Un cuento de Eduardo Minervino las gaviotas, amor.

 

Son las gaviotas mi amor

las lentas, altas gaviotas.

Mar de invierno.

El agua gris mancha de frío la playa.
Tus piernas, tus torneadas  piernas,
enternecen a las olas.
Un cielo sucio se vuelca sobre el mar.

El viento borra las huellas en la arena.

Los aburridos charcos de sal y de frío
copian tu luz y tu sombra.
Algo gritan, en lo alto,
que tú no escuchas, absorta.

Son las gaviotas, amor.
Las lentas, altas gaviotas

 

 

Germán no había encontrado aún su lugar en el mundo.
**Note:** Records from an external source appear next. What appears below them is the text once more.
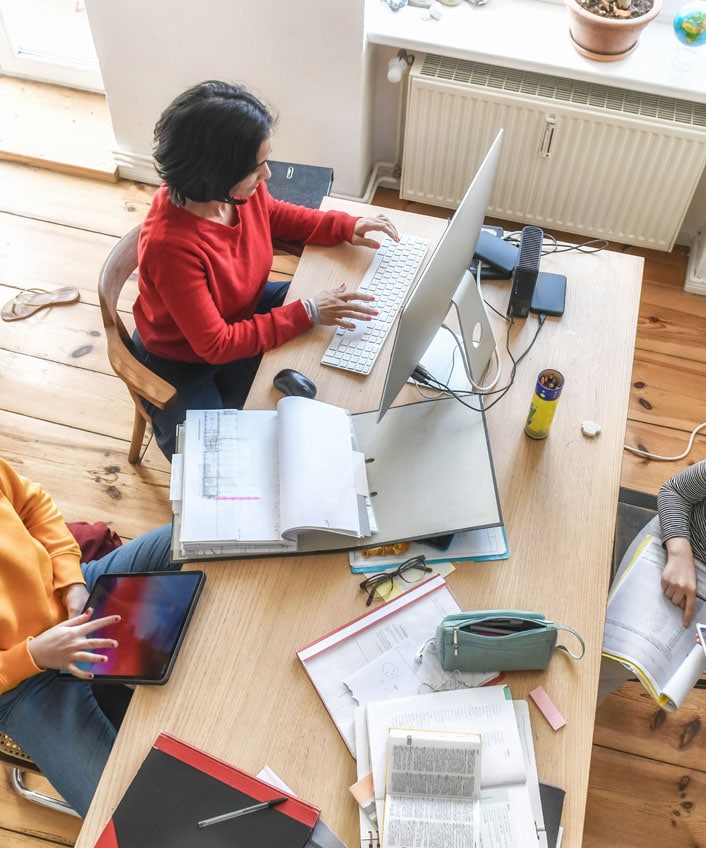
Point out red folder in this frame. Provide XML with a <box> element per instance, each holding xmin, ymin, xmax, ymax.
<box><xmin>96</xmin><ymin>733</ymin><xmax>319</xmax><ymax>848</ymax></box>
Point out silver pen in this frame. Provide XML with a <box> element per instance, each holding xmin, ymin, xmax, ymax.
<box><xmin>196</xmin><ymin>797</ymin><xmax>289</xmax><ymax>827</ymax></box>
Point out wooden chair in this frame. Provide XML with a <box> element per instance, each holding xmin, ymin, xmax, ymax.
<box><xmin>98</xmin><ymin>224</ymin><xmax>176</xmax><ymax>464</ymax></box>
<box><xmin>0</xmin><ymin>732</ymin><xmax>78</xmax><ymax>816</ymax></box>
<box><xmin>98</xmin><ymin>224</ymin><xmax>303</xmax><ymax>464</ymax></box>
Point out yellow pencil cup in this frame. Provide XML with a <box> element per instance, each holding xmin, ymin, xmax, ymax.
<box><xmin>525</xmin><ymin>368</ymin><xmax>564</xmax><ymax>439</ymax></box>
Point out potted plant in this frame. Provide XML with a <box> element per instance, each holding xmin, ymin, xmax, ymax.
<box><xmin>566</xmin><ymin>0</ymin><xmax>662</xmax><ymax>62</ymax></box>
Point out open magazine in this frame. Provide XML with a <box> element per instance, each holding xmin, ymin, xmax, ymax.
<box><xmin>603</xmin><ymin>536</ymin><xmax>706</xmax><ymax>710</ymax></box>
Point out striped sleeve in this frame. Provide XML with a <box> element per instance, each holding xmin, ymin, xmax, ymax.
<box><xmin>657</xmin><ymin>460</ymin><xmax>706</xmax><ymax>562</ymax></box>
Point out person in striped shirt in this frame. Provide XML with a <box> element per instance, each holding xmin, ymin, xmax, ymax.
<box><xmin>657</xmin><ymin>460</ymin><xmax>706</xmax><ymax>627</ymax></box>
<box><xmin>598</xmin><ymin>460</ymin><xmax>706</xmax><ymax>704</ymax></box>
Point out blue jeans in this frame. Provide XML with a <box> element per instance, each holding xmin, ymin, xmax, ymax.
<box><xmin>0</xmin><ymin>524</ymin><xmax>179</xmax><ymax>816</ymax></box>
<box><xmin>132</xmin><ymin>282</ymin><xmax>289</xmax><ymax>462</ymax></box>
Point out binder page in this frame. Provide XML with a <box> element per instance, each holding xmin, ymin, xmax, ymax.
<box><xmin>603</xmin><ymin>537</ymin><xmax>706</xmax><ymax>709</ymax></box>
<box><xmin>180</xmin><ymin>409</ymin><xmax>280</xmax><ymax>551</ymax></box>
<box><xmin>277</xmin><ymin>396</ymin><xmax>361</xmax><ymax>538</ymax></box>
Desde que salió del pequeño pueblo que lo vio nacer, en el noroeste de la provincia de Buenos Aires, cerca del límite con Santa Fe, se transformó en errante viajero con sus mochilas a cuesta. Una con la ropa y algunos objetos queridos. La otra con sus despedidas y soledades. Vivió algunos amores y muchos amoríos. En algún pueblo le pareció que empezaba a echar raíces, pero al poco tiempo, decidía seguir su peregrinaje. Lentamente se fue acercando al mar. Se sentía cómodo, lo vivía, como si hubiera sido parte de el. Estando en España, un día sintió el irrefrenable deseo de volver a la Argentina. Lo hizo, y antes de llegar a su pueblo, ubicado a 700 kilómetros del Atlántico, quiso pasar algunos días en una playa. Así llegó a Villa Gesell.  Como siempre, apenas hubo dejado el equipaje en un hotel, salió a conocer el lugar. Lo hacía utilizando sus cinco sentidos. “ Todo me importa en cada sitio – pensaba desde siempre – el paisaje se ve, se oye, se toca, se huele, se saborea ... Como la mujer ... Cuando todos los sentidos dicen si ... Se goza intensamente”.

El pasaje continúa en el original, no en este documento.